Матрос понял, что имеет дело с хитрецом:

– Дурачок аль прикидываешься? – подмигнул кручинкинский собеседник. – Думаешь, дурак, так и помилуют? Нечего, брат, прятаться. Полковника-то кто угрохал?.. я тебя сам видел! – Кручинкинские усы шевелились, как бы исследуя, откуда шло недоброе слово. – То-то, моли своего бога, чтоб большевики пришли скорей!

Но хоть и глухим уродился мужик на совет чужой и беду людскую, тут уразумел, что моряк этот человек опасный, и на корабле его из тюрьмы не уплывешь. Быстрехонько схватив сермягу с полу, он отошел от зла в сторонку и долго прохаживался по камере взад и вперед, прежде чем оказался возле Стеньки. Тот стоял у окна, держась обеими руками за решетку и не сводя глаз с пустой улицы; зайдя чуть сбоку, Кручинкин заглянул туда же.

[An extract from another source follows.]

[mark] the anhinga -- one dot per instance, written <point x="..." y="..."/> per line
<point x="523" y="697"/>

В слабых лучах восхода бестелесно желтели березы в палисаднике напротив, и еще видно было, как поднимали над городком дозорную колбасу. Потом по улице неспешно, как в прогулке, прошла женщина, повязанная платком; на щеку из-под платка выбивался клин темных волос. Она возвратилась, прошла еще раз и остановилась у окна, где ждал ее Стенька.

Должно быть, заранее на этот час была условлена у них разлука. Стенька сопел, а та не плакала, знающая все вперед, привыкшая к мысли о расплате. Она стояла с покорными руками, воровская жена, и вдовий облик ее был неотделим от образа белой ночи, проходящей по няндорским пространствам. Вдруг багровая волна, подымаясь снизу, залила Стенькино лицо; оно распухло, исказилось, и рот его, развороченный страданьем, мучительно метался в нем. Он крепко держался за решетку, точно какой-то вихрь, набежав сзади, мог продавить его сквозь лилейные эти шипы; так прошла минута. Стенька прощался с миром и со всем, что было ему дорого в нем. Потом багровость отлила, и краска, серая, как небеленый саван, одела безразличное лицо. Он махнул рукой и отвернулся. Прощание кончилось.

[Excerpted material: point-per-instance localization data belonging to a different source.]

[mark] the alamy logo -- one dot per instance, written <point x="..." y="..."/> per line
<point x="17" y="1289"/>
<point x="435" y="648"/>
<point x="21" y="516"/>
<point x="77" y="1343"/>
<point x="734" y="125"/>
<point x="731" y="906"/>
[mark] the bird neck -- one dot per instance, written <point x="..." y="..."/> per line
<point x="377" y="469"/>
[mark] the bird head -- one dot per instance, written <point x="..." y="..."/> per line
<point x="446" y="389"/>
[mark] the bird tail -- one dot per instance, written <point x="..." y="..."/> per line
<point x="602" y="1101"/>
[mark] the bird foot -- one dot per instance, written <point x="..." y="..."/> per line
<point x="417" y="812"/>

Рискуя получить смертный удар от вора, Кручинкин сунулся к окну, но увидел только спину женщины, которая удалялась.

– Стыдись… куда заглядываешь! – сказал Стенька расслабленно и не ударил, даже не отпихнул.

Уже отбуянила в нем душа, и все бывшие с ним приняли это как недобрый признак и начало их сообщего конца. Как только что окно, сейчас дверь сделалась самым значительным местом в камере: оттуда придут. Каждый шорох или даже слабое скольжение вещи стало привлекать настороженное внимание осужденных. Никто не двигался. Всходило солнце. Легкий рисунок окна отпечатлелся на полу. В тишине полз еле слышный безостановочный всхлип: это плакал хлюст в фуражке, плакал без всякого оживления, плакал о мерзости своей, доставлявшей ему радость.

– Эй… наизнанку выверну! – сквозь зубы крикнул на него матрос, и с этой минуты к нему перешла власть в камере.

Тогда – он запоминался навеки – раздался звон шпор, и одна дребезжаще призвякивала при каждом шаге. Потом, точно крался вор, в скважине осторожно простучал ключ, но почему-то все подумали, что к ним ведут нового временного сожителя по камере.

– Ловись, ловись, рыбка, большая и маленькая… – умышленно громко пошутил матрос, но он ошибся.